NAMI
National Alliance on Mental Illness
page printed from http://www.nami.org/
(800) 950-NAMI; info@nami.org
©2014
 

Ask The Psychiatric Pharmacist #17

Written by Meredith Shawn Riser, Pharm.D., and Eugene H. Maklela, Pharm.D., BCPP

I have heard that there may be negative effects associated with stopping antidepressants. Is this true?

Yes, this is true. The effects you may experience if you abruptly stop an antidepressant medication are known as discontinuation or withdrawal symptoms. Up to eighty percent of patients who abruptly stop taking antidepressants develop discontinuation symptoms. These symptoms generally appear within days of stopping an antidepressant and can last up to two weeks. If the antidepressant is restarted, the discontinuation symptoms are quickly eliminated.

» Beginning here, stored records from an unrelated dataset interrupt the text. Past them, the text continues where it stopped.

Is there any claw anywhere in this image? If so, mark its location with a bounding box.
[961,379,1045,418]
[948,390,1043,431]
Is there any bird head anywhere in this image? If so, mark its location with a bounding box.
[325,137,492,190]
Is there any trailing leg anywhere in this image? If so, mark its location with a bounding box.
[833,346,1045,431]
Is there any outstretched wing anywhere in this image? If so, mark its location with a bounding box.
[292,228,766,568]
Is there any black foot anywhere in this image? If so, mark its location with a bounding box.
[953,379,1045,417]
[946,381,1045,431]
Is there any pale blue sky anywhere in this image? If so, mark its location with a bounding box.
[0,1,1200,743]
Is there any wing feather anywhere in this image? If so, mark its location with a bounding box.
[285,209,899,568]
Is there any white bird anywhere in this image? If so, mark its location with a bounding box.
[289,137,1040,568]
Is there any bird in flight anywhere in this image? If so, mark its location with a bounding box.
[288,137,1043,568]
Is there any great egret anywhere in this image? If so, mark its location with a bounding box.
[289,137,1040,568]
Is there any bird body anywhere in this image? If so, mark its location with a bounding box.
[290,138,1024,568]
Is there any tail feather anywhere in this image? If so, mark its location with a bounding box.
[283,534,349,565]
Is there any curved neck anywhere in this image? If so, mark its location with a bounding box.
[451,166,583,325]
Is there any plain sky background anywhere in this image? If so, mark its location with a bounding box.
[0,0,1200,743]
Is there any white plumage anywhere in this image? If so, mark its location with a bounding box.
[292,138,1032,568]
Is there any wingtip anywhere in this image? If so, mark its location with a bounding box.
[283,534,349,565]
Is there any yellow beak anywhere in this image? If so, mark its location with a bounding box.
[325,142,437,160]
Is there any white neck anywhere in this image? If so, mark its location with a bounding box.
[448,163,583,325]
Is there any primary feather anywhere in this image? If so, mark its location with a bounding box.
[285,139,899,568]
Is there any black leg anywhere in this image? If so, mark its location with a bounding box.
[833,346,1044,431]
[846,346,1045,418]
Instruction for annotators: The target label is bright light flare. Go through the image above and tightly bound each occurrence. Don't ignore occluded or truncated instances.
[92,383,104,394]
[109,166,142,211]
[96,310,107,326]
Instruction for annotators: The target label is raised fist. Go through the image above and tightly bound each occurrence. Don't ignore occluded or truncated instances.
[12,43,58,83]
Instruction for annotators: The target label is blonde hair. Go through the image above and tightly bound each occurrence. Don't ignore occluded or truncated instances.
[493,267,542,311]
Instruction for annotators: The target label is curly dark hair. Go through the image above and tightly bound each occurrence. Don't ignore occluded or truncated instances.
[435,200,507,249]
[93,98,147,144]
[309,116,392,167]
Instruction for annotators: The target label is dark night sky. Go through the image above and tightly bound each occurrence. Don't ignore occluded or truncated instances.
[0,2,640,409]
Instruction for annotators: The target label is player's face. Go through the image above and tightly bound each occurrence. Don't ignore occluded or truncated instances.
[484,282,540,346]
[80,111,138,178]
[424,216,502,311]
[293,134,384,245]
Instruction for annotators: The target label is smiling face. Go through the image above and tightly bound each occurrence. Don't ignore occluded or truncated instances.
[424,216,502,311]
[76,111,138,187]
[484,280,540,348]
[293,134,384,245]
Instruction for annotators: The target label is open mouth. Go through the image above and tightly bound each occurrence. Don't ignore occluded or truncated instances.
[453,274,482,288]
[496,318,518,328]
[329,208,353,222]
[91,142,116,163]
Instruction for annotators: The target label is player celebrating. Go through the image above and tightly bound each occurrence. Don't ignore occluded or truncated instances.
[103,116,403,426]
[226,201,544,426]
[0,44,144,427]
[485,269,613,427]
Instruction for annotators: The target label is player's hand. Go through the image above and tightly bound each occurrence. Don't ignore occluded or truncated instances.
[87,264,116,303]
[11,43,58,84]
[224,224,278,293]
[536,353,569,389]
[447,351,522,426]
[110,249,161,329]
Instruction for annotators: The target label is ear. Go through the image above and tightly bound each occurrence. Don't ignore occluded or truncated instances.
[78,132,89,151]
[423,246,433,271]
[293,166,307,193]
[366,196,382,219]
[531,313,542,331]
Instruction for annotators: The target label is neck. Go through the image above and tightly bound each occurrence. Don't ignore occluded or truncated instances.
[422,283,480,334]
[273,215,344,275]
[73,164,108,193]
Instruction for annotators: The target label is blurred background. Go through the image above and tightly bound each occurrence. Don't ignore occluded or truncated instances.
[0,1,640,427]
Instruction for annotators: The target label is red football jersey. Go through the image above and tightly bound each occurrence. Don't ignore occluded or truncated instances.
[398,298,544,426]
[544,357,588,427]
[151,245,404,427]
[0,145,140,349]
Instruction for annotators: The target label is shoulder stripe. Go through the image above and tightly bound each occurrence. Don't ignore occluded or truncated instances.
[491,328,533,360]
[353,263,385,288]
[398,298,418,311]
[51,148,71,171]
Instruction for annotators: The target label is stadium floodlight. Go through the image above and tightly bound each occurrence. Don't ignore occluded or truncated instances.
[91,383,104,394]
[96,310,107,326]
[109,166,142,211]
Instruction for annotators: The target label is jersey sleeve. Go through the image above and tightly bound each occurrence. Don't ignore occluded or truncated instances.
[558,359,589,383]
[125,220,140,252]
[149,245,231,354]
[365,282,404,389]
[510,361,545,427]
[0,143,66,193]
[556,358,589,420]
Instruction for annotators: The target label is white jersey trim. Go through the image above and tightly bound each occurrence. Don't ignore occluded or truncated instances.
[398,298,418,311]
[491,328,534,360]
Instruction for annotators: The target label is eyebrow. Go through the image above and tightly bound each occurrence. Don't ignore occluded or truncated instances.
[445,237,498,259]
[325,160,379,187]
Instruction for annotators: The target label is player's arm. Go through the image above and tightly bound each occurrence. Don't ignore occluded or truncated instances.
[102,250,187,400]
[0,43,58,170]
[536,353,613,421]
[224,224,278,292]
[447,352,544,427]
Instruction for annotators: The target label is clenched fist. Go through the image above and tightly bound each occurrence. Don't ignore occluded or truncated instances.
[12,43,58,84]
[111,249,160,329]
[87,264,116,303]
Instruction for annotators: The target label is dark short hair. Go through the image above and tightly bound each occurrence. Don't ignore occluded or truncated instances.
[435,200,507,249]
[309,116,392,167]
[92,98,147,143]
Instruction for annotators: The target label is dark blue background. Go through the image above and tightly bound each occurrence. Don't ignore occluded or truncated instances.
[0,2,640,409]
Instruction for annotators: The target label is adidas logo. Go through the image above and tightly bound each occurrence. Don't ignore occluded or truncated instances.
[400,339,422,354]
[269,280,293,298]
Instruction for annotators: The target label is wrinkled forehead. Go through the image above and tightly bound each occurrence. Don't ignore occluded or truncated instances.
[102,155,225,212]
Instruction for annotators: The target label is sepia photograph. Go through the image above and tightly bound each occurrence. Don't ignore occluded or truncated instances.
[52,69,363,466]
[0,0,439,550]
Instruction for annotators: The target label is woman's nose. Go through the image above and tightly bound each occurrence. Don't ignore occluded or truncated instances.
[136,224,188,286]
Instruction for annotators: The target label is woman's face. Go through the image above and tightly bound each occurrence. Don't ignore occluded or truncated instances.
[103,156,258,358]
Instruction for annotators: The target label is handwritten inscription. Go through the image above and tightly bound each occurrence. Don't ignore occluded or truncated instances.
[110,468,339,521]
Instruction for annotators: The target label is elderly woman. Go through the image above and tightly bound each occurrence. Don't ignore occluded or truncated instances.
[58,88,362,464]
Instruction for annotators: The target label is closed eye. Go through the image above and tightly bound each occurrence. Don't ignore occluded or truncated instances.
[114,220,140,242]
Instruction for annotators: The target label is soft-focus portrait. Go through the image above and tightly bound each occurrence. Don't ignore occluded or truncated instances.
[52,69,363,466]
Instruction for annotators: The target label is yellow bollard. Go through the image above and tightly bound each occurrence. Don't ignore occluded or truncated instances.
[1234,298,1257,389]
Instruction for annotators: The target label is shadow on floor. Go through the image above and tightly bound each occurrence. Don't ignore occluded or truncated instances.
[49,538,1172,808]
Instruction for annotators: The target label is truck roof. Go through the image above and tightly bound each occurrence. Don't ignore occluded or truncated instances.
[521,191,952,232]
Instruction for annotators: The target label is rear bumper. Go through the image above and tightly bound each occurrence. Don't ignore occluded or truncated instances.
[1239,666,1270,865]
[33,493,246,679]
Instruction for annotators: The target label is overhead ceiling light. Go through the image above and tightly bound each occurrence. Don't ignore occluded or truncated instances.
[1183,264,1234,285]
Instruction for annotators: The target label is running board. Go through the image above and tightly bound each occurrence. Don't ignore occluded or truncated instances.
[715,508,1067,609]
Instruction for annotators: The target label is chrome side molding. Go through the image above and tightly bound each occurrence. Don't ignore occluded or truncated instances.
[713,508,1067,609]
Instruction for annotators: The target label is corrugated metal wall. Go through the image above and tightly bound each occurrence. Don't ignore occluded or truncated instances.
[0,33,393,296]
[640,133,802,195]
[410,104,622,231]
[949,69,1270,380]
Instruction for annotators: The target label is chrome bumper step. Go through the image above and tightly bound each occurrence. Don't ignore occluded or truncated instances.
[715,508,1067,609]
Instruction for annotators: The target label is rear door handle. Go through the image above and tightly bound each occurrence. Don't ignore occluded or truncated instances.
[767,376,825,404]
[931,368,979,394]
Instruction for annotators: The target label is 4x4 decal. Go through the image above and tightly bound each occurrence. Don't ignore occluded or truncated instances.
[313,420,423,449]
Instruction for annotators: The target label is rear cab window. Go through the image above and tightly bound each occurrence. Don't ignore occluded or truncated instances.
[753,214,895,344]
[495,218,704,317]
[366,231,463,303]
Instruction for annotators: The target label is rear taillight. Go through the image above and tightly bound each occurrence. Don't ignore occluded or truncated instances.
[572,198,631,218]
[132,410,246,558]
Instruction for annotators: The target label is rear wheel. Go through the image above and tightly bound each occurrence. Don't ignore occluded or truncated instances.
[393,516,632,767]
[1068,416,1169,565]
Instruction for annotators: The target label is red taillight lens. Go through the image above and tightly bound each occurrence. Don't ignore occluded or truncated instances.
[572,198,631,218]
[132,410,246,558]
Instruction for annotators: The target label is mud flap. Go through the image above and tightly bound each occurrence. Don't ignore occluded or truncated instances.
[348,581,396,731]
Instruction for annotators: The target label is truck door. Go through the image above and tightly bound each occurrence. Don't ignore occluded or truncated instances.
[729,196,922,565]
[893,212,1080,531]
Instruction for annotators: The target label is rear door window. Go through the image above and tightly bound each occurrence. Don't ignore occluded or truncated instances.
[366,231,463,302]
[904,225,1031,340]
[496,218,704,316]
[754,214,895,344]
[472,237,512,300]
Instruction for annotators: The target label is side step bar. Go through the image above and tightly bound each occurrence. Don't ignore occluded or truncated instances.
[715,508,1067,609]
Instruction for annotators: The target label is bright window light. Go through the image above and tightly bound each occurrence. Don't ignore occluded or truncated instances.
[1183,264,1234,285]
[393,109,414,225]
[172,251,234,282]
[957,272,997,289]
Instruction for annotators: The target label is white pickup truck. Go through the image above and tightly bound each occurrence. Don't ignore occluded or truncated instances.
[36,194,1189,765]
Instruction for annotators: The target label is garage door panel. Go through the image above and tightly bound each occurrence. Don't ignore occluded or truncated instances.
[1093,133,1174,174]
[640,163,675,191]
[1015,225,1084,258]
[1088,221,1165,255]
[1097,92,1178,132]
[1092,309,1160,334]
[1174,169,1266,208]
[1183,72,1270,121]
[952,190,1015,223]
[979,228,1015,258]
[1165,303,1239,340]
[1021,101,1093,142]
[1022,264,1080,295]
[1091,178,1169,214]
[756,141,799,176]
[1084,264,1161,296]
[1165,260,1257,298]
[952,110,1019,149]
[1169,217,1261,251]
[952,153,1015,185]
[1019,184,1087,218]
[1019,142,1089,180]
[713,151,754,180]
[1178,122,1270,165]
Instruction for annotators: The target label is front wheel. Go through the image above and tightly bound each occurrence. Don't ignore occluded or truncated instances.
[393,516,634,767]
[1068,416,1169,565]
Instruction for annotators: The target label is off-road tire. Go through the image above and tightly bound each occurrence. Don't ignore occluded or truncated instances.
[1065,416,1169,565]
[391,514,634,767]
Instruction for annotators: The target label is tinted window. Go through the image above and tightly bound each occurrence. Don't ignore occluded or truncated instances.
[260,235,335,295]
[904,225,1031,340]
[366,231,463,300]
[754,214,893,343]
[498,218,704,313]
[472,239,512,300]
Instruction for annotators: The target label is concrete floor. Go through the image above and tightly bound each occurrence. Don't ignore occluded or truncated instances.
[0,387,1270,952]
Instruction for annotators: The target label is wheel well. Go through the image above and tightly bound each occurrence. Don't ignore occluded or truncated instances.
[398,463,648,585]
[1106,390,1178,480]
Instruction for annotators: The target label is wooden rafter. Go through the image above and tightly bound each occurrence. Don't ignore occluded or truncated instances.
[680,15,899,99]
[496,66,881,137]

Common antidepressant discontinuation symptoms can be divided into four groups.

  • Gastrointestinal symptoms: nausea, vomiting, diarrhea and abdominal cramps
  • Somatic symptoms: headaches, lethargy and sweating
  • Sleep-related symptoms: insomnia, excessive dreaming and nightmares
  • Affective symptoms: anxiety, agitation and low mood

In order to avoid withdrawal symptoms associated with stopping these drugs, the dosages are often reduced gradually by your health care provider. Therefore, you should never abruptly stop taking your antidepressant medication. You should always consult your doctor or pharmacist before discontinuing any medication. Finally, be sure to maintain a sufficient amount of antidepressant medications at all times by refilling your prescriptions regularly.

Thompson C. Discontinuation of antidepressant therapy: Emerging complications and their relevance. J Clin Psychiatry 1998 Oct;59:541-548.